豊かな穀倉地であるドーライ地方有数の豪農、ハクトーラ家の所有する農地の片隅に置かれた倉庫で、ハジリムシの巣が見つかったのは3週間ほど前の事だった。
店に来た依頼を私達が受けてから現地に着くまでに巣の規模は倉庫全体に及び、倉庫の近くの畑はかなりの被害を受けていた。
ハジリムシは近づくと尻から火を噴くので、当然数が多い程厄介になるし、駆除は慎重に行わなければいけない。

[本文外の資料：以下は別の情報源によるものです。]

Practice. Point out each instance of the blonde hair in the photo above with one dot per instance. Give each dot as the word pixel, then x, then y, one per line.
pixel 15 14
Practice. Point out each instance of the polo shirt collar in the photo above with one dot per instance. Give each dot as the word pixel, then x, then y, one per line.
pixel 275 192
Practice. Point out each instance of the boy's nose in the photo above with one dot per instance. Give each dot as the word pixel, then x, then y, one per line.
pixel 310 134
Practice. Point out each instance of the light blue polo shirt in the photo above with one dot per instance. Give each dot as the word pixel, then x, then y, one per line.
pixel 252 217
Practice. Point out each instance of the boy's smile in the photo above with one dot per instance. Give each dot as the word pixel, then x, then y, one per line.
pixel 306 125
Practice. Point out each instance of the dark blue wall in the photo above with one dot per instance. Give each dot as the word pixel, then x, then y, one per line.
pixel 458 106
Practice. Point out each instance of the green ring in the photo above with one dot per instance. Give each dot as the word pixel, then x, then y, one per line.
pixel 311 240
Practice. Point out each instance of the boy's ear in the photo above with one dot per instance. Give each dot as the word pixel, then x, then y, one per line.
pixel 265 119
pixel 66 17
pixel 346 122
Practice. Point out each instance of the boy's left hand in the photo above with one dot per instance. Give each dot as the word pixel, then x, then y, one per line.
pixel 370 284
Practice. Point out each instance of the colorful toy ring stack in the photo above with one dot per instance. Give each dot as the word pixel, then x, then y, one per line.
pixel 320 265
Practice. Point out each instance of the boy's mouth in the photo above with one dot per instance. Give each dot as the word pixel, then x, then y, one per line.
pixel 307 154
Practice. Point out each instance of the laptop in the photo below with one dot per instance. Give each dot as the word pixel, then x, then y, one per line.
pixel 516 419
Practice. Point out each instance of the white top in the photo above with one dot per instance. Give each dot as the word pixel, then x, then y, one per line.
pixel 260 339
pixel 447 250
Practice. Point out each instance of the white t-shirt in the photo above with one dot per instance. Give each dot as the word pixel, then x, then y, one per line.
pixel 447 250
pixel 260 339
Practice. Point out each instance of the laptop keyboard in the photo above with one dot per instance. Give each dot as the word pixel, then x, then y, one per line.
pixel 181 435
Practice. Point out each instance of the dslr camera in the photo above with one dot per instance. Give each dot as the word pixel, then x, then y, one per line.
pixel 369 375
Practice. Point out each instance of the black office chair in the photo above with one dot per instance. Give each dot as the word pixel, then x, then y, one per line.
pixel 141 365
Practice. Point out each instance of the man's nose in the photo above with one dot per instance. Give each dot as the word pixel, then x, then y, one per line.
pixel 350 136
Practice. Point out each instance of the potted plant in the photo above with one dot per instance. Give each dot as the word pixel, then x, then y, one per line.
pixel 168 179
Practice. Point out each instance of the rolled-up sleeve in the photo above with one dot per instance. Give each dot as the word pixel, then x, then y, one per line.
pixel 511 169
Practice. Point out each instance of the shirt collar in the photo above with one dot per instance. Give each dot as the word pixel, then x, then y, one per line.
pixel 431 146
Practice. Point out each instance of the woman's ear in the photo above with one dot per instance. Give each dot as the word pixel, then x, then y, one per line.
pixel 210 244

今は念密な計画を立てる相棒を無視して、私が巣穴に松明を投げ込んだ所だった。
松明の火で何十匹かは誘爆したが、残った何千匹が私達に火を吹いてくる。
「どうする気だよこれ!残った畑に燃え広がったらこっちが損害分の金出すって分かってんだろうな!」
相棒は拾った石を投げて少しずつ潰しているが、全部潰す頃には冬になっているだろう。
一度巣から離れ、依頼の為に持ってきたリュックを開く。
遅れてやってきた相棒の前で、中身を全部地面に出す。
描かれた蜂の腹の絵に「耐火・耐刃・耐猛獣」の文字があった。
野宿の時に使う鉄板をリュックの中に入れ、相棒に渡してから巣を指差す。
私は自分が持ってきたリュックにも同じ様に鉄板を入れて巣を指差す。
相棒の全身の毛が逆立ち、彼の種族で信仰されている神を一度人間に堕落させた虫の悪魔の名前が叫ばれた。
その声を背中に聞きながら巣へ走り出す。
何十匹かハジリムシのグループが正確に噴きだした炎を、一瞬で私を追い越した相棒がリュックで防いでくれる。